Permalink Reply by Diop Malvi on August 8, 2012 at 10:17am The road abruptly ended at the summit of a gently sloping hill. At the feet of it and the opposite as easily rising hill was a stream. A long since withered, starkly thin, trunk of a lightening blasted tree stood over it. It's cleaved bole's remaining branches reached for the other bank like some gaunt skeletal remains frozen in a last act. A narrow trail or pathway began on the opposite bank. Dekesle fitted an arrow to her bow's string and with now more cautious steps went down the slope. Pasoweu looked around the area. There were some bushes along the banks of the stream but not anyhing that spoke of "Ambush!" He walked downward after Dekesle. " How convienent! There's a drowned bridge across the water," she said indicaticating the small stones walkway crossing the stream submerged. " That's nice. Real nice," Pasoweu said once he stood by Dekesle. He hefted one of his javelins, leaving the spear and the other two upright, warheads down into the soil. The water was warm and rose to his calf. Once across, he looked both up hill and down both directions of the new territory, warily. Then he whistled. Dekesle took up up his arms and crossed. Together they walked up the slope at an angle, so as not to make to direct a silouhette against the sky when at the top. They both crouched then finally stretched out as they topped it. Raising their heads they looked out over a wider expanse of open ground the pathway now lined at a distance from it with time weathered slab-pillars. All were overgrown now with grass,brush even small trees. A few leaned drunkenly in all four directions or had fallen completely over. " I'd say we're on the right way to Banoboswhey, what say you Dekesle?" "The watchtower is on that hill across the way," she said, nodding her head toward the lone upright stone edifice. "I'd also say it's looking and feeling strange around here." Paoweu scratched his chin. " No argument there. You want's to wait here, or go on to the tower?" "Let's go."
Permalink Reply by Diop Malvi on August 9, 2012 at 11:34am It was an old tower: unmortared stone piled atop one another. Neither an outside rampart nor a closed door guarded it. In the doorway at odd angles, hung the hinges, the door itself looked as if had been pushed into the tower. Inside was a stair, leading upward to another open doorway, a bright light in the shade tinted place. When Pasoweu and Dekesle emerged, they saw the waist high wall that completed the ovaloid top of the watchtower. " Okay! That should keep one's mind on things!" Pasoweu looked away from below, the rippled landscape of tall grass and single or small copses of trees. Dekesle pointed with a nod of her head at the entryway. Embedded in its lintel was a skull with its mouth in an ever shout. And two horns, one of them sheared down to a jagged remnant, growing from its forehead. " Dekesle, I think two naudos of Freelancer would be more adequate for this job, and I would be more than willing to go fetch them for Wokale the Shaman." "You gettin' cautious?" "I'd like to grow older!" Dekesle laughed and went to the otherside of the watchtower. The Wokale party was not too far behind, she saw. Then her good humor left her. Behind them and on their right was a dry mist rising of dust. Horsemen! "It maybe your goin' to see how determined you are about gettin' grayer! Riders coming up!" Pasoweu ran to where Dekesle stood and saw the horsemen rounding a low hill. He put a hand over his eyes to attempt to see better. " Somebody's retinue, they all are riding in a two front formation." Dekesle looked between the oncoming groups. The horsemen looked to be attempting to cut Wokale off. "They ain't pushing all out," Pasoweu said. "But that means they feel they got this easy," Dekesle said. They both cursed, aloud and at the same time.

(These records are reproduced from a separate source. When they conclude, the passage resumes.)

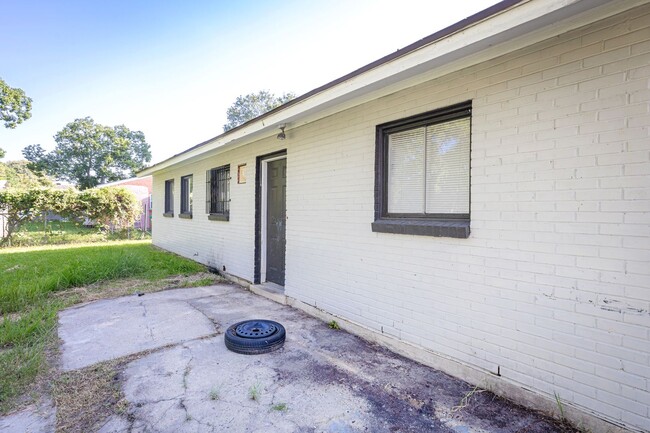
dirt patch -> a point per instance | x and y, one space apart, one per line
85 397
130 286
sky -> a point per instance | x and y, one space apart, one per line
171 68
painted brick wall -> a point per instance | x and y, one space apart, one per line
552 288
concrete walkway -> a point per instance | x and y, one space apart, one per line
322 380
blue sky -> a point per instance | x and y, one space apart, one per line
172 68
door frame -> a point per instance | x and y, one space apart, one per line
261 170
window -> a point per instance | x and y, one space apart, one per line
218 193
169 198
422 174
186 197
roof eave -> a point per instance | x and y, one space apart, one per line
499 24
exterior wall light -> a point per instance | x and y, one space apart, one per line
282 135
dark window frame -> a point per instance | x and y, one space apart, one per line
169 198
187 187
217 201
440 225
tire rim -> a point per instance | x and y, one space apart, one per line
255 329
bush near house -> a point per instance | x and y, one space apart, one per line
112 207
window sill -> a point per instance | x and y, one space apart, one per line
219 217
436 228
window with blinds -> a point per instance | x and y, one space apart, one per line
218 193
186 195
423 174
428 169
169 197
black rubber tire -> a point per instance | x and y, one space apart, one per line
255 345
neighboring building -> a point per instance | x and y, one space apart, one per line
478 201
142 188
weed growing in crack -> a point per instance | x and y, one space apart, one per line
254 391
215 392
560 406
334 325
280 407
464 402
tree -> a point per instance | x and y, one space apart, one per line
252 105
90 154
19 175
115 207
15 106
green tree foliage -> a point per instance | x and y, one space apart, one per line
114 207
250 106
19 175
15 106
90 154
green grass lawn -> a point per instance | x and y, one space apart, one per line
35 283
68 232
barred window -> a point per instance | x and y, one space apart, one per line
186 196
169 198
217 194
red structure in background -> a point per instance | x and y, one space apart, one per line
141 187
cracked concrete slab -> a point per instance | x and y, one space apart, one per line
109 329
322 380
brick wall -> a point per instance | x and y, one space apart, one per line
551 289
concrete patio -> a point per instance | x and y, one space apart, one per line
322 380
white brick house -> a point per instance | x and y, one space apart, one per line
513 252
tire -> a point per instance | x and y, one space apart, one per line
254 337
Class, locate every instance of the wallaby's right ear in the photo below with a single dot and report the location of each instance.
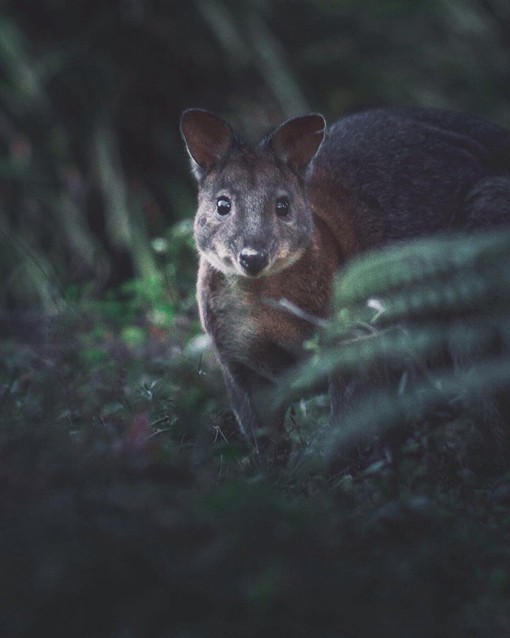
(208, 139)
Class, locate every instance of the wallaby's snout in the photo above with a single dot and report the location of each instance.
(253, 218)
(253, 261)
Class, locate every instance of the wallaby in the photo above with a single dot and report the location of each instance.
(276, 221)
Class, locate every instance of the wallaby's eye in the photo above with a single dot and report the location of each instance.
(282, 206)
(223, 206)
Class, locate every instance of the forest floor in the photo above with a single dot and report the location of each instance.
(130, 508)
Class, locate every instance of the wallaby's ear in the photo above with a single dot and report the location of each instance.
(208, 139)
(296, 141)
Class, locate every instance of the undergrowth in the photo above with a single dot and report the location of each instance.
(130, 506)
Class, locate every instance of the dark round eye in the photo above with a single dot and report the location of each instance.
(223, 206)
(282, 206)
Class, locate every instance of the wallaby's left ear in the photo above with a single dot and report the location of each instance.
(296, 141)
(208, 139)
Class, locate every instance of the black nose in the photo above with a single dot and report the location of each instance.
(253, 261)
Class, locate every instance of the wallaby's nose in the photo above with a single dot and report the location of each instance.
(253, 261)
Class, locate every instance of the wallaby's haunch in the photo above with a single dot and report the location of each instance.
(276, 221)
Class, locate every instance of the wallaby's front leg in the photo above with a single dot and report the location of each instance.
(251, 397)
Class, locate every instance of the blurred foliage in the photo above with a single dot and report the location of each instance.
(420, 337)
(92, 166)
(130, 507)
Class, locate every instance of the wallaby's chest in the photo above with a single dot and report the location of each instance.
(243, 317)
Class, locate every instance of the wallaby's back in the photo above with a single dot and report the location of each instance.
(393, 174)
(275, 222)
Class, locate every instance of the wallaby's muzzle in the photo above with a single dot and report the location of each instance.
(253, 261)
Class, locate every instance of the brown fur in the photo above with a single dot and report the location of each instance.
(276, 221)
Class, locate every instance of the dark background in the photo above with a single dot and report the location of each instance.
(92, 166)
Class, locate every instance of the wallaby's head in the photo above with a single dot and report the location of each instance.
(253, 218)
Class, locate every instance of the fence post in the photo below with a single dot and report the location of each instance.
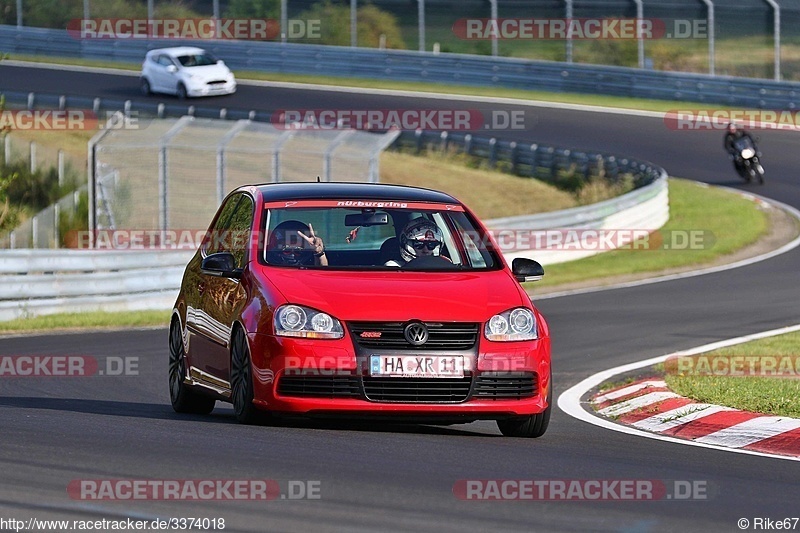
(60, 168)
(35, 231)
(534, 148)
(32, 154)
(710, 6)
(421, 24)
(56, 218)
(514, 157)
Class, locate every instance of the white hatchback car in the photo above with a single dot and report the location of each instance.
(185, 72)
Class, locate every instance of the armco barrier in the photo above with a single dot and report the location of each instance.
(41, 282)
(457, 69)
(38, 282)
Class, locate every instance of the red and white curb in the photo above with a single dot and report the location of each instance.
(649, 409)
(651, 406)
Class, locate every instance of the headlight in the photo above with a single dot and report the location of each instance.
(517, 324)
(299, 321)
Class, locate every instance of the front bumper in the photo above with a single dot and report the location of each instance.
(313, 378)
(204, 89)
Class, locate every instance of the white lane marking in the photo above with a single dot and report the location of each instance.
(677, 417)
(627, 391)
(711, 270)
(751, 431)
(570, 400)
(636, 403)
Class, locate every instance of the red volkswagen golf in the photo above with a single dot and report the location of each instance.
(358, 300)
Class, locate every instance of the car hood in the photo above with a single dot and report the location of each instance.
(208, 72)
(400, 296)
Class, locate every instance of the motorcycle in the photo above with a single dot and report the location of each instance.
(747, 160)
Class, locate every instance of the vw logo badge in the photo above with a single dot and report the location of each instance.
(416, 333)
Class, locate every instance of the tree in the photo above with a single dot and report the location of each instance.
(262, 9)
(372, 23)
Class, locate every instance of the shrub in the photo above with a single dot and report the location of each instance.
(372, 23)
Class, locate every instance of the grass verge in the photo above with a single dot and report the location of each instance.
(723, 222)
(365, 83)
(767, 395)
(92, 319)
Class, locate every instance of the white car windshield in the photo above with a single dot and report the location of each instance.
(197, 60)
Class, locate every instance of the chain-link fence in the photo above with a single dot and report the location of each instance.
(728, 37)
(48, 227)
(173, 173)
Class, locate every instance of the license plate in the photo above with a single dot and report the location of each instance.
(417, 366)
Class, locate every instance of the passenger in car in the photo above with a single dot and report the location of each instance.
(294, 243)
(420, 238)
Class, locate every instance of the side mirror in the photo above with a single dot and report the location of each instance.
(526, 269)
(221, 264)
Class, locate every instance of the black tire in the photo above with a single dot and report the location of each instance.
(183, 398)
(242, 382)
(531, 427)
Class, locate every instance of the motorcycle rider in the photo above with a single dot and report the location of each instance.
(733, 134)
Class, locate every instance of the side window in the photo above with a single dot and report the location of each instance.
(216, 240)
(239, 227)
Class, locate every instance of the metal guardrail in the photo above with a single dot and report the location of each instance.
(457, 69)
(34, 282)
(645, 208)
(50, 281)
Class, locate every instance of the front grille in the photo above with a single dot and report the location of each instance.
(506, 385)
(314, 386)
(417, 390)
(389, 335)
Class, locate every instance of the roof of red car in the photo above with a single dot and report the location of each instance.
(372, 191)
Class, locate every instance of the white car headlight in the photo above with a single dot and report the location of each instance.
(518, 324)
(300, 321)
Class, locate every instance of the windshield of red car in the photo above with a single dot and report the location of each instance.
(372, 235)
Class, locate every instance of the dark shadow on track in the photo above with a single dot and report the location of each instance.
(224, 416)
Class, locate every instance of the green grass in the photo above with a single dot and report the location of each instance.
(768, 395)
(725, 221)
(492, 92)
(93, 319)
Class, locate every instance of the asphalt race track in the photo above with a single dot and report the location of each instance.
(398, 478)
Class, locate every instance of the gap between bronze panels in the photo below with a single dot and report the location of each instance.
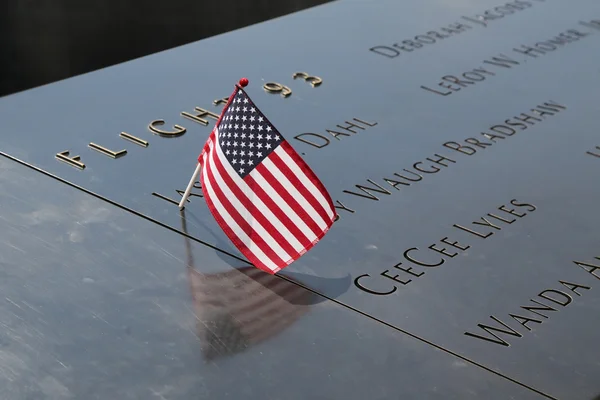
(8, 156)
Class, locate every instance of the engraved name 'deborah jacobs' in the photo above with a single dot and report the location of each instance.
(417, 262)
(537, 311)
(374, 190)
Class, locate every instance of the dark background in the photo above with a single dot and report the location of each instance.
(42, 41)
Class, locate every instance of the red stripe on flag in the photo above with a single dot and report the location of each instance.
(288, 198)
(241, 222)
(252, 209)
(311, 175)
(300, 186)
(268, 201)
(228, 231)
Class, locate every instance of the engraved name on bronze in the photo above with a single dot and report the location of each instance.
(416, 262)
(340, 131)
(537, 311)
(450, 84)
(595, 153)
(376, 189)
(107, 152)
(157, 126)
(425, 39)
(74, 161)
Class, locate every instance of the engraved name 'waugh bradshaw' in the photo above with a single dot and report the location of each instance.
(376, 189)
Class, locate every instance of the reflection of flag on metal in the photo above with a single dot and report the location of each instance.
(262, 194)
(238, 309)
(242, 307)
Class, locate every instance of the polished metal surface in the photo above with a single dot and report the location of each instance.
(97, 303)
(547, 174)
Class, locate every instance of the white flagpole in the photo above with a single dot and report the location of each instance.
(188, 190)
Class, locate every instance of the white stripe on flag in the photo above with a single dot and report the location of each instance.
(287, 210)
(243, 211)
(250, 245)
(293, 166)
(285, 182)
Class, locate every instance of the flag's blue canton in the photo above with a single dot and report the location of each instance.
(246, 137)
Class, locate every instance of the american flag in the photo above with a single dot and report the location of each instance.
(260, 191)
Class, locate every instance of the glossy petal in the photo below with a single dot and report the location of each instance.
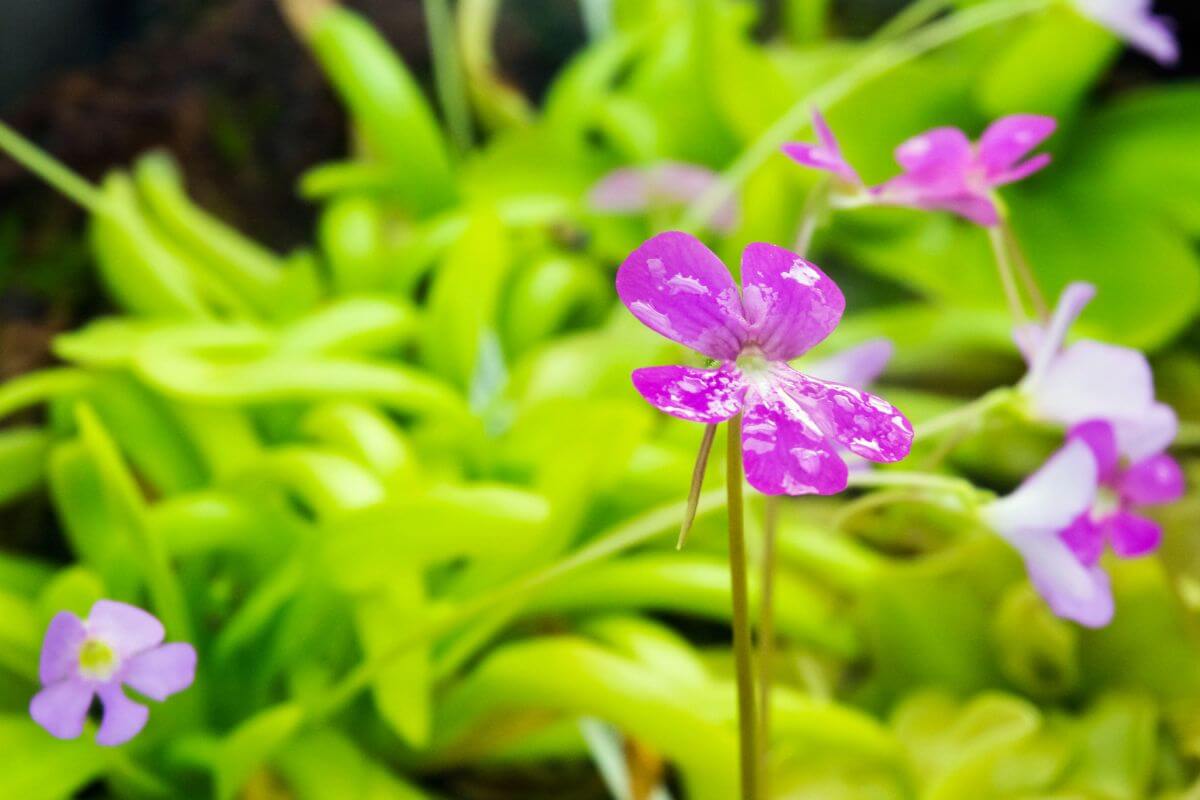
(790, 304)
(1152, 481)
(858, 366)
(1133, 535)
(63, 708)
(60, 648)
(162, 672)
(123, 719)
(785, 456)
(678, 288)
(126, 629)
(865, 425)
(696, 395)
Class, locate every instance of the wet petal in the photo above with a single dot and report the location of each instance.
(63, 708)
(790, 304)
(1133, 535)
(1152, 481)
(678, 288)
(865, 425)
(126, 629)
(1009, 139)
(123, 719)
(162, 672)
(60, 648)
(694, 395)
(786, 456)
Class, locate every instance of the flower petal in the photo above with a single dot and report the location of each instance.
(785, 456)
(60, 648)
(1009, 139)
(123, 720)
(857, 366)
(1133, 535)
(790, 304)
(678, 288)
(865, 425)
(126, 629)
(163, 671)
(63, 708)
(695, 395)
(1152, 481)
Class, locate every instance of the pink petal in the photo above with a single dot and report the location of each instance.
(857, 366)
(678, 288)
(696, 395)
(1009, 139)
(1132, 535)
(63, 708)
(861, 422)
(784, 456)
(126, 629)
(1152, 481)
(60, 648)
(790, 304)
(162, 672)
(123, 720)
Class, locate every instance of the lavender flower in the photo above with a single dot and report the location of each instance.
(118, 644)
(793, 423)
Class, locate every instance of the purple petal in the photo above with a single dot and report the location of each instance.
(162, 672)
(790, 304)
(63, 708)
(865, 425)
(1101, 438)
(126, 629)
(1152, 481)
(1132, 535)
(784, 456)
(857, 366)
(1009, 139)
(678, 288)
(123, 720)
(60, 648)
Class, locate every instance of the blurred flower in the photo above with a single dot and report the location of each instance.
(1033, 518)
(1133, 22)
(825, 156)
(945, 170)
(1125, 487)
(793, 423)
(118, 644)
(637, 190)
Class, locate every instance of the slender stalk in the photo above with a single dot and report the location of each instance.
(880, 59)
(697, 482)
(743, 654)
(448, 72)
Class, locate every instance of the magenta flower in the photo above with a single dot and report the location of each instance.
(1033, 519)
(1125, 488)
(825, 156)
(637, 190)
(1133, 22)
(793, 423)
(945, 170)
(118, 644)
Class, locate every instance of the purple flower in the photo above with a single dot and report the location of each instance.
(636, 190)
(825, 156)
(1033, 519)
(1125, 487)
(793, 423)
(945, 170)
(118, 644)
(1133, 22)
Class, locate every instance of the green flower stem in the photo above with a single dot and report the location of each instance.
(879, 60)
(743, 656)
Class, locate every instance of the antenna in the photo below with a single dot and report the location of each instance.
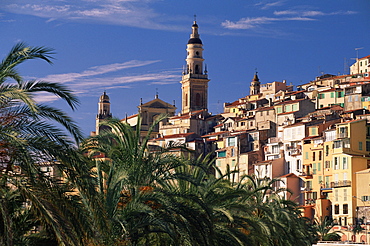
(356, 49)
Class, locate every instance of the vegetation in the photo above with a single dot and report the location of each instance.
(114, 191)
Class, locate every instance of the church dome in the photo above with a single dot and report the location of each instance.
(104, 97)
(195, 41)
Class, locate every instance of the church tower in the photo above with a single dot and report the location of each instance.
(195, 79)
(103, 112)
(254, 88)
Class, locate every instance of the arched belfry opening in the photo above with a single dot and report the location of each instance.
(194, 80)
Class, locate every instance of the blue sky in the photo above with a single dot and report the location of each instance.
(136, 48)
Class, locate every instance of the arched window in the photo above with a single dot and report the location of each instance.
(198, 100)
(196, 69)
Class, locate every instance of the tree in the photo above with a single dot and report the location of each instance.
(28, 138)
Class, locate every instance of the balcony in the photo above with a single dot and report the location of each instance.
(343, 135)
(295, 151)
(274, 140)
(307, 175)
(344, 143)
(341, 183)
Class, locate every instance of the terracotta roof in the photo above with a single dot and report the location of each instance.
(214, 134)
(353, 110)
(188, 115)
(291, 101)
(291, 112)
(311, 137)
(350, 121)
(130, 117)
(235, 103)
(332, 89)
(364, 57)
(265, 108)
(289, 175)
(180, 135)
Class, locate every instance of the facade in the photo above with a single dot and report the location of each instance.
(103, 113)
(361, 65)
(316, 140)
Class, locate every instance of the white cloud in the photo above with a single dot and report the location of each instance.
(312, 13)
(118, 12)
(249, 23)
(270, 5)
(97, 70)
(96, 79)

Permalink Reply by Diop Malvi on August 10, 2012 at 8:00pm Wokale and her group stopped at the foot of the slope across from the watchtower. The horsemen, numbering sixteen, proceeded on to the watchtower's base. Both Pasoweu and Dekesle noticed their gear,the equipment of a certain type of Freeholder. These wore quilted armor in a checkboard grey and tan color, extending to their heeless boots. Their helmets were plumed and square shaped, just covering their ears. These had thin bent trestles meeting each from the other direction, to encircle the lacy plume which rose through it. Teardrop shields hung from their saddles, and they carried upright thin hafted lances with dual lanceheads, one more of a spike. While the other was taller with a fat curved blade that seemed wedded from an axehead. " Just fun and joy," Pasoweu said grouchily. " Firatarises." " Oh good grief," Dekesle drew back her head from the sight and said. There had been a time not to long gone when the Firatari horse made themselves the owners of a cart laden with a hard won payment the two had earned. They had barely contained their rage, but they were outnumbered heavily. " Is this their home grounds," Pasoweu asked. " I thought the scat slurpers lived around where they robbed us," Dekesle said from gritted teeth. " They said they were collecting toll." "The whole damn cart?" " Times had been tough and stark, said that one, right there," Pasoweu pointed to a horseman seeming to give orders to the other fifteen. These dismounted and three pulled their mounts away to a space on the east slope of the Watchtower hill. Dekesle showed great restraint not loosing as yet she had said she would. Though an interlude in a roadside wajkhino a week back brought a smile. She had been looking for Pasoweu, when she came on a pair of such, ungeared up as these and the robbers had been. " You don't suppose their collecting a toll these bastards," Pasoweu said looking down on them facing Wokale. Thinking on the watchtower's layout and how the riders now were below, Deskesle slowly shook her head no. " I don't think it be in their best inerest." "Well Hells, it wasn't when they took from us, either!" "Getting particular are you?" Dekesle asked looking upon Pasoweu's angry visage.
Permalink Reply by Diop Malvi on August 11, 2012 at 10:49am The Shaman Wokale looked upon the summoned horsemen with both her sights and became satisfied that they were truly of this world and not just the images of Others dressed as such. Coming to her self, Wokale smiled most contentedly and signaled for her senior escort, the today garbed in orange robes Sadox the Tall. Sadox who stood beside the head carrier to tell him to be ready to move immediately, then strode over to stand within the Shaman Wokale's presence, who had turned to see him approach. Sadox first began a deep bow, then going to both knees and touching his head to the ground. " You make me feel important, good Sadox. Arise,and come with me to the watchtower." " My mistress, good Wokale. If I hadn't learned who to honor and who to be polite to at an early age, another would be in the shade of your gracious self." "How can that be? Only the great Sadox fits. Come my friend. It is time to knit this disparate group together." She led them as if she and he were on some city's street, taking in all its sights and smells on a particularly pleasant evening.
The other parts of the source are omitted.